Using BeautifulSoup for pages behind 2 factor auth


I am scraping some data for a company project, but all of it is behind the 2-factor in place by my company. The 2 factor authentication requires me to enter a code from my phone/hardware token that lasts 6 seconds. This 2-factor cannot be disabled for a variety of reasons.

Is there any way I can scrape this information? If I run it right now, BS just returns the login page (where I have to enter username/pwd before being taken to the 2 factor page).
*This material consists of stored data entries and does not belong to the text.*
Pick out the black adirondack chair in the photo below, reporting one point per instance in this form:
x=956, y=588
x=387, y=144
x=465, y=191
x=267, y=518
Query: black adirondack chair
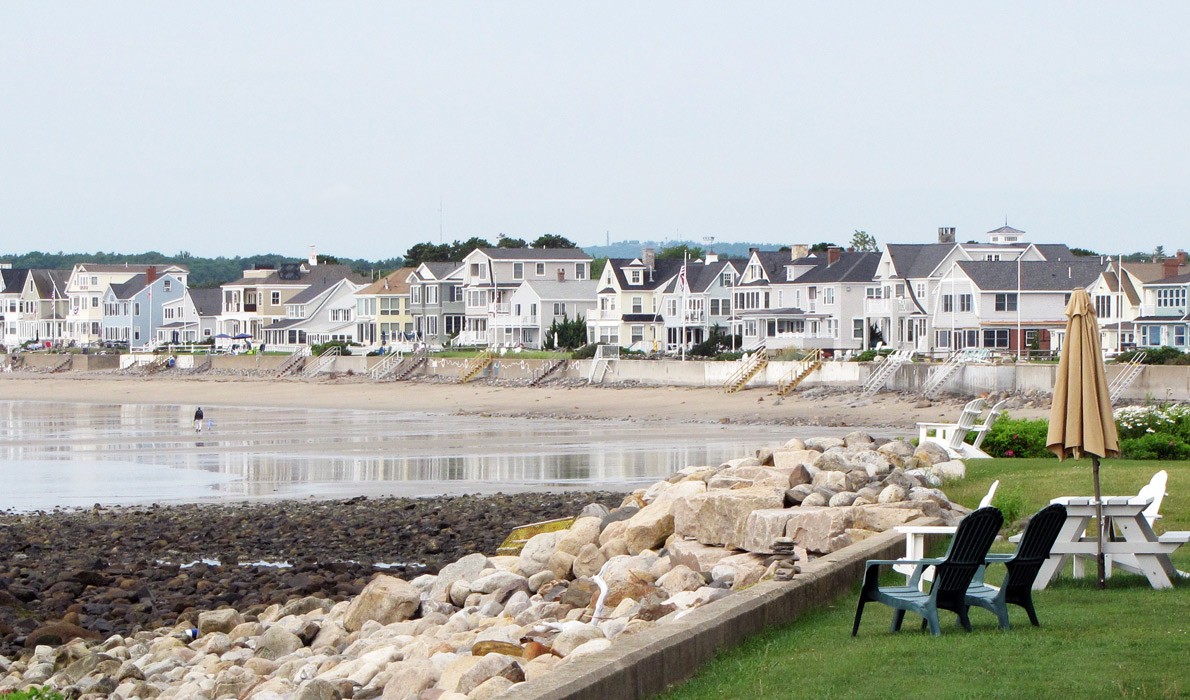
x=1022, y=567
x=953, y=574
If needed, I can also manually enter the 2-factor info (although this would have to repeated every 12 hours, so this method is not preferred). However, I have not even been able to find success with this as BeautifulSoup does not read from pre-logged in browsers and the 2 factor auth code changes every 6 seconds or so and with every login (need to go to multiple different pages, so this is basically as viable as just saving each page as html manually).


Solution

  • As commenters have noted, this depends on how your site sets and checks the login status. In addition to the method in the answer you linked, you should try the following options:

    # using a session, and the cookies argument
    s = requests.Session()
    r = s.get('https://someurl', cookies={'somecookie': 'somecookievalue'})
    
    # using a session, and http headers
    s = requests.Session()
    r = s.get('https://someurl', headers={'somekey': 'somevalue'})
    

    In both of the above cases, the cookie is a key value pair expressed as a python dictionary. Multiple cookies can be passed as multiple key/value pairs. In some cases, auth credentials must be passed directly, like this:

    s = requests.Session()
    s.auth = ('user', 'pass')
    s.get('https://someurl')
    

    Lastly, some combination of two or more of these may be required. Without your code or more info about the website, it's difficult to say more. I hope all this helps.